Now ten years old, the tree is over ten feet tall, with offshoots and flowers, and its pollen works, says Sarah Sallon, MD, director of the Hadassah organization’s Louis L. Borick Natural Medicine Research Center.
Sallon who initiated the Germination of Ancient Seed Program as part of her long term Middle Eastern Medicinal Plant project, works with neighbors – Palestinians and Jordanians – to develop and conserve the medicinal plants in this area. “Plants have no borders,” Sallon points out, and she believes there could be great potential in their medicinal properties.
Methuselah was born of a date seed found during the 1960s excavation of Masada by Prof Yigal Yadin. Sallon obtained it by asking the late archaeologist Prof Ehud Netzer for seeds. “He thought I was mad but he agreed,” Sallon said.
After being examined, photographed and weighed, the seed was taken to Dr Elaine Solowey, a lecturer at The Arava Institute for Environmental Studies at Kibbutz Ketura in southern Israel.
“They gave it to me because I was the only one crazy enough to give it a try,” Solowey says. “I had to think very hard how I could sprout them, because you only get one chance. But unlike the other seeds I got, which were very degraded and which were susceptible to drying up, the date seeds were perfect, they didn’t have wormholes.”
For Methuselah to revive the species, a female of the same species is needed. Other date seeds have been found in around the same area as his seed, but they haven’t yet been completely analyzed.
Meanwhile, at least, Methuselah produced pollen for the first time last year, proving his gender.
The wild Judean date palm is considered extinct. Ancient Israel once had magnificent, cultivated plantations of dates, which were highly popular in Rome – and reportedly a particular favorite of the Emperor Augustus. However in the years following the Jewish Wars and the destruction of Jerusalem in 70 AD, the Jews went into exile and in the following centuries, agricultural continuity, which is essential for date palm cultivation, was gradually lost, Sallon explains.
The few remaining in the wild were not cultivated and by the end of the Crusader era, the great date plantations were pretty much gone.
Israel’s date palm population today consists of modern, cultivated species particularly Majoul palms imported in the 1960s from California, which had in turn obtained them from Morocco (with which Israel did not have relations at the time), Sallon says. “We wanted to grow what grew here 2,000 years ago so I called our Methuselah, who was around at the time, ‘the Judean date.’”
Sallon holds hope that the true ancient date may have medicinal properties as the ancients believed, going by pharmacopoeias (medieval encyclopedias that chronicle traditional healing practices). “We actually use the traditional use of plants as a guide what to test them for,” she explains.
Today’s dates are rich in minerals, vitamins and fiber and are said to be good for constipation. Sallon speculates however that the Judean date may have more medicinal qualities, based on their descriptions in ancient medical texts.
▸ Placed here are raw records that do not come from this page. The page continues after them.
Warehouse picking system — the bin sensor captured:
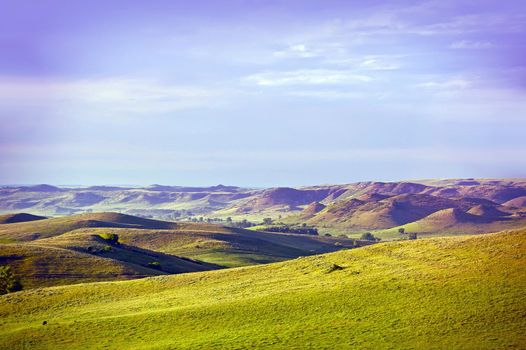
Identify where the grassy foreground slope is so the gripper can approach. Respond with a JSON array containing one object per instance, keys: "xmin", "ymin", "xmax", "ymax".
[{"xmin": 0, "ymin": 229, "xmax": 526, "ymax": 349}]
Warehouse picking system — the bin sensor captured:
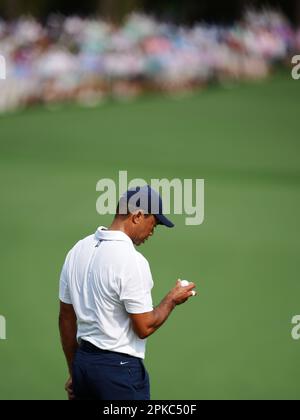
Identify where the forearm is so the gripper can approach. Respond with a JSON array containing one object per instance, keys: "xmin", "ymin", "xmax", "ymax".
[
  {"xmin": 59, "ymin": 317, "xmax": 78, "ymax": 375},
  {"xmin": 147, "ymin": 295, "xmax": 176, "ymax": 337}
]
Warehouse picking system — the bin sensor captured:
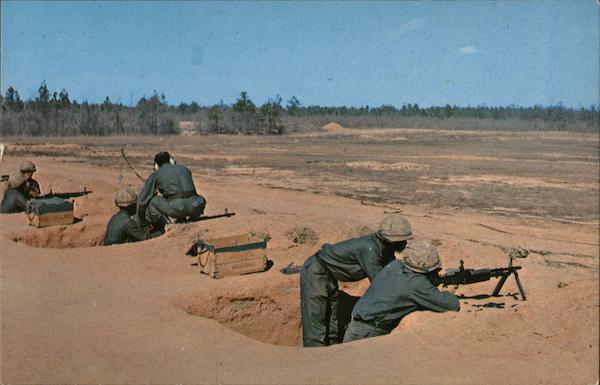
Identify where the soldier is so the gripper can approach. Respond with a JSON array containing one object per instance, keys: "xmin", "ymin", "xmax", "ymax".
[
  {"xmin": 344, "ymin": 241, "xmax": 460, "ymax": 342},
  {"xmin": 104, "ymin": 189, "xmax": 164, "ymax": 245},
  {"xmin": 138, "ymin": 152, "xmax": 206, "ymax": 227},
  {"xmin": 0, "ymin": 161, "xmax": 41, "ymax": 214},
  {"xmin": 300, "ymin": 215, "xmax": 413, "ymax": 347}
]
Although funding challenges are holding up definitive testing of other ancient seeds, Sallon hopes to continue the research soon. If the team manages to produce a female date plant of the same species from a seed proven to be as old as Methuselah, then it could be pollinated by a male and perhaps reproduce the date trees that once grew in the Jordan River Valley.
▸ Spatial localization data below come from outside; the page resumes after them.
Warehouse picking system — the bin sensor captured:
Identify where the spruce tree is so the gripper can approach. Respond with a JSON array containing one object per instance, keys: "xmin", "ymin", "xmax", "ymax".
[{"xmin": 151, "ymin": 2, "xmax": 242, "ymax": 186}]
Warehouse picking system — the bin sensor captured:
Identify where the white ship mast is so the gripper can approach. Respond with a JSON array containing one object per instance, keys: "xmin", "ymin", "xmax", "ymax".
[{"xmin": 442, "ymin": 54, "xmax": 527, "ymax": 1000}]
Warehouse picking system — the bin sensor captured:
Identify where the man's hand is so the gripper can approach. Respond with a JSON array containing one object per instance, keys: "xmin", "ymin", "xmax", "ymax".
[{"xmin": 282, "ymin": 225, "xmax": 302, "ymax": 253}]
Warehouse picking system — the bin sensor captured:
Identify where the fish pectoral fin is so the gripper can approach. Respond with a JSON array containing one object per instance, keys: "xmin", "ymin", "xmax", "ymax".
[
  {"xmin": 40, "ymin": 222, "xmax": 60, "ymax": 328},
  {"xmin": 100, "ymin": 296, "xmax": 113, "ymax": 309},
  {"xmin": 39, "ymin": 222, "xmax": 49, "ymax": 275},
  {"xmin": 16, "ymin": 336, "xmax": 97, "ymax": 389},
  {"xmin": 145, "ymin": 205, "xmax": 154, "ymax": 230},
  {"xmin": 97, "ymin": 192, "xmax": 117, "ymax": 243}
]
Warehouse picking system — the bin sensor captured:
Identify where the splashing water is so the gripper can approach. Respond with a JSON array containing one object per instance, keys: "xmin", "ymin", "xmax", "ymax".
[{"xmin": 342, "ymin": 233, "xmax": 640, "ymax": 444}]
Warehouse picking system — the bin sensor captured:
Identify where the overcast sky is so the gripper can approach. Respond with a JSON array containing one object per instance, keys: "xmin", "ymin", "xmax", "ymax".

For some years, Methuselah was considered to be the oldest seed to have been germinated. In 2012, however Russian scientists reportedly grew a 32,000-year-old seed buried in Siberia that had apparently been buried by an ice-age squirrel.
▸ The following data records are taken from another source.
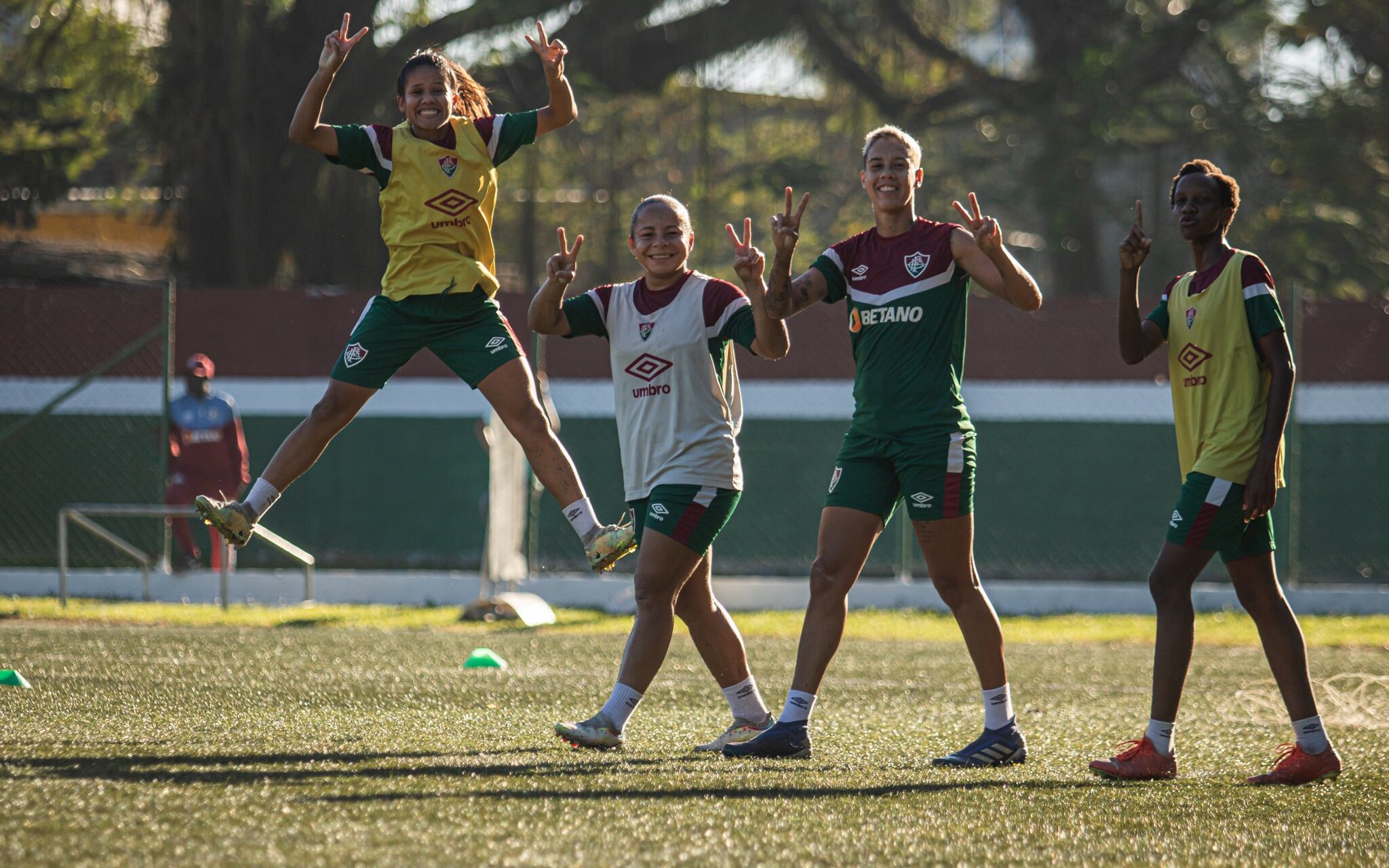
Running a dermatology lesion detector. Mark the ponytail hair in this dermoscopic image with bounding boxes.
[396,46,492,121]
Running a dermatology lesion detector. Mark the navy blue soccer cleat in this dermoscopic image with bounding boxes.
[724,721,810,760]
[931,718,1028,768]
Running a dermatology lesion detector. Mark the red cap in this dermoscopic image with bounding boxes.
[187,353,216,379]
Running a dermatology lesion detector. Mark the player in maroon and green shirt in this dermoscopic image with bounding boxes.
[724,126,1042,765]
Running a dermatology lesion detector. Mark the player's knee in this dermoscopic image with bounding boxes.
[931,574,979,611]
[1148,570,1192,611]
[810,557,856,597]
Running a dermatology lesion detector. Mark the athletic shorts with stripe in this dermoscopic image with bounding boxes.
[332,289,525,389]
[825,428,975,524]
[1167,473,1276,564]
[627,485,743,555]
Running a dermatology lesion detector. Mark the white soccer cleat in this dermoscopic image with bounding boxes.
[694,714,777,753]
[554,715,627,750]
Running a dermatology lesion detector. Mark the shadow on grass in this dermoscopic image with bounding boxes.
[309,781,1104,804]
[0,747,664,783]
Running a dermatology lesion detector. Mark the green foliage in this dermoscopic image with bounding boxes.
[0,0,157,225]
It is perhaps ironic that today’s Israeli dates hail from Morocco via the United States. For ancient Israel, the date palm was a symbol of prosperity and historic connection to the land of Israel and its image was imprinted on ancient coins. Today it appears on the modern Israeli 10-shekel coin and who knows? One day Methusaleh’s offspring could be growing again as the date once did, in the stony deserts of Israel.